Je venais de terminer de lire le roman de notre ami Fouad Laroui «Ce vain combat que tu livres au monde» (Editions Julliard ; à paraître le 20 août), quand j’appris l’attentat de Nice. Je fus plongé dans un état où la fiction et la réalité la plus brutale se confondaient. Moment étrange où les images du camion fou lancé sur La Promenade des Anglais, rejoignaient les mots et les pages d’une fiction imaginée par Laroui. L’écrivain, disait Victor Hugo, est témoin de son époque. Là, Laroui est non seulement un témoin, mais un visionnaire engagé. Il a écrit la dérive d’un ingénieur franco-marocain bardé de diplômes qui, après un incident raciste dont il est la victime (il perd son travail) se laisse lentement entrer en dépression pour arriver, avec l’aide d’un vague cousin islamiste, à quitter Malika sa compagne, elle aussi Franco-marocaine, lucide, courageuse et positive, et part à Raqqa. Le jour où il se rend compte de son erreur, c’est trop tard, on ne quitte pas Daech parce qu’on ne s’y sent pas bien. Comme dit le dicton marocain: «L’entrée au hammam ne ressemble pas à sa sortie».

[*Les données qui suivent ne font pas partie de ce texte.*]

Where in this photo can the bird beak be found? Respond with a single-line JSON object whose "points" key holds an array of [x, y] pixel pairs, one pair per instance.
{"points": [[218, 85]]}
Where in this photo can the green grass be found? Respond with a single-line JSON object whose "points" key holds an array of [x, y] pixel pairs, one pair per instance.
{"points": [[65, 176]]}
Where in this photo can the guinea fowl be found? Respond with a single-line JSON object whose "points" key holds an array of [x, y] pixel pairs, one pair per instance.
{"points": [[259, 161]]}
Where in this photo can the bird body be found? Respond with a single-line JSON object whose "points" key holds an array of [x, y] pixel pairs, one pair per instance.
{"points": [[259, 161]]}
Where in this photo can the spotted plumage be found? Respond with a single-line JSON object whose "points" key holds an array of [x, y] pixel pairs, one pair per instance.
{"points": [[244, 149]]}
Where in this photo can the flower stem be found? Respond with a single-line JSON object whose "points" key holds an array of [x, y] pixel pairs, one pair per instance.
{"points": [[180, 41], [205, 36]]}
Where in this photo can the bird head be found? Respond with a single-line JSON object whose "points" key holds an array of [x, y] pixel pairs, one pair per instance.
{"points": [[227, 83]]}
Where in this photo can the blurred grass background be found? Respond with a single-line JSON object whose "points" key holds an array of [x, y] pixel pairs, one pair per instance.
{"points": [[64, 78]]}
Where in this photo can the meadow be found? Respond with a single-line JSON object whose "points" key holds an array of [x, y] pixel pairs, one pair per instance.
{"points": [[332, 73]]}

Le roman (surtout la première partie) rappelle de manière pédagogique et aussi ironique le passé (glorieux) du monde arabe. C’est souvent drôle et pathétique.

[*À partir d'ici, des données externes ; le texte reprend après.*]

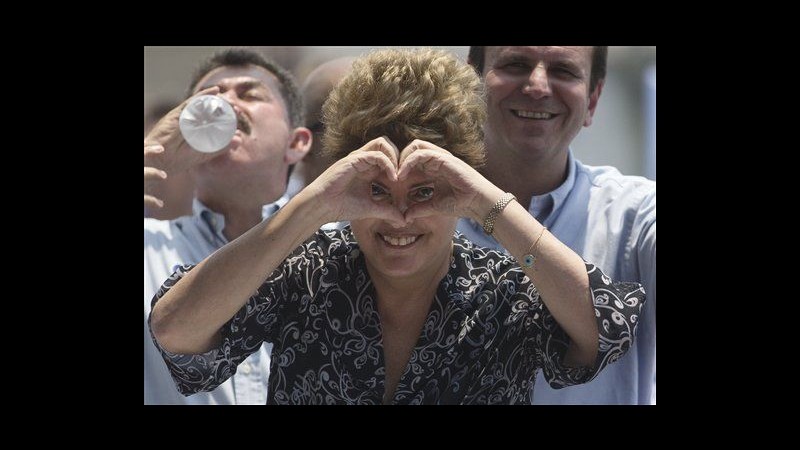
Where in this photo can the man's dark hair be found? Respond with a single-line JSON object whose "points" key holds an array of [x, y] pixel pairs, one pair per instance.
{"points": [[477, 56], [241, 57]]}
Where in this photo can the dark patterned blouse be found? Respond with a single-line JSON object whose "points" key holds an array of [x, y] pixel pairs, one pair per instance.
{"points": [[485, 336]]}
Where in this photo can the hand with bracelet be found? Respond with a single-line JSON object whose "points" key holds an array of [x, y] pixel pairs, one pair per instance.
{"points": [[408, 311]]}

C’est un roman sur l’identité, sur la double appartenance culturelle, sur le langage, sur la condition de la femme et sur l’aveuglement qui devient une tragédie.
L’histoire d’Ali passe d’une histoire d’amour où tout semble être merveilleux à la dépression qui le mènera vers le tragique.

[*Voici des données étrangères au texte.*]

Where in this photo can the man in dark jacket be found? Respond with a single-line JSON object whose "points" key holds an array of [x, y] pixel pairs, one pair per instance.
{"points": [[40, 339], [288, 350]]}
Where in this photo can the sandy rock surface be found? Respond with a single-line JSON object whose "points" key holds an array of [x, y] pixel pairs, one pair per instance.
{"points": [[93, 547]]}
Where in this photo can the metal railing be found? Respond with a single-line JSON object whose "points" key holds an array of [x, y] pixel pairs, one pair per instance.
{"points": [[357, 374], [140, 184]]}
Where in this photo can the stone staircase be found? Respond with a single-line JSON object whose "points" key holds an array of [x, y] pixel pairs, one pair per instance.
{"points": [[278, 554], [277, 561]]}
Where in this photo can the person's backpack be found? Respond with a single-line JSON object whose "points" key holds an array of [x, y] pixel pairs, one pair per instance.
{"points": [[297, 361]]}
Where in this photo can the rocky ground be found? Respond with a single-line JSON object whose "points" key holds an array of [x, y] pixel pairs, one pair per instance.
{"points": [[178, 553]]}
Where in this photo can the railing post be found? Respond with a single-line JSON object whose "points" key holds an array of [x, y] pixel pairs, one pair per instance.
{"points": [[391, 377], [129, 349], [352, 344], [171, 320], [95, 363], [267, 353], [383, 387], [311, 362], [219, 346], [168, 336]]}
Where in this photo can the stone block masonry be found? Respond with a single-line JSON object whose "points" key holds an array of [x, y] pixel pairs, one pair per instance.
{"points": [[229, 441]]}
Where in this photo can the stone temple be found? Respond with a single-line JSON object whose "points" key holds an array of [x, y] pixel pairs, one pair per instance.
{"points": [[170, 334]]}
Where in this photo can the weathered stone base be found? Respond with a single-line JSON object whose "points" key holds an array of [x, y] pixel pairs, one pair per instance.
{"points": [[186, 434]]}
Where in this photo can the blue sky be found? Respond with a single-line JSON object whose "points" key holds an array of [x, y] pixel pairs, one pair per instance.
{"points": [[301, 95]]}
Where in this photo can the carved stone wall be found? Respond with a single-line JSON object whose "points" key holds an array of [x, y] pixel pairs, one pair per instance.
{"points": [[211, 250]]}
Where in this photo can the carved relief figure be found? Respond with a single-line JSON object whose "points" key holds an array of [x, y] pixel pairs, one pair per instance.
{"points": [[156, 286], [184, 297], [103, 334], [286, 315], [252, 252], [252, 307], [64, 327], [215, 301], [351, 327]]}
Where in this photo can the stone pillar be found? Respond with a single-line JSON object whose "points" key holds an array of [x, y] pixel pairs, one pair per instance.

D’abord Laroui met sa blouse de prof et, à travers des discussions, rappelle quelques faits de l’Histoire, notamment celle des Arabes. Qui est Arthur James Balfour? Premier comte de Balfour, premier ministre du Royaume Uni, ministre des Affaires étrangères pendant la Première Guerre mondiale… Il reproduit la lettre qu’il envoya le 2 novembre 1917 à lord Rothschild. La suite on la connaît. Le sort des Palestiniens est scellé.
Mais le prof Laroui poursuit sa leçon d’histoire ; il parle de Renan qui a écrit «Qu’est-ce qu’une nation?», puis passe à la découverte au XIIIe siècle de la circulation sanguine par le Syrien Ibn al Nafis.
Mais Ali considère que son identité d’Arabe a été un handicap pour occuper un poste dans une grande institution française: «Je me fais virer en tant qu’Arabe et je continue de vivre en Français… et en plus je dois dire merci».
En se dévalorisant, en perdant confiance en lui, il devenait disponible pour écouter et suivre le discours de la «religion salvatrice».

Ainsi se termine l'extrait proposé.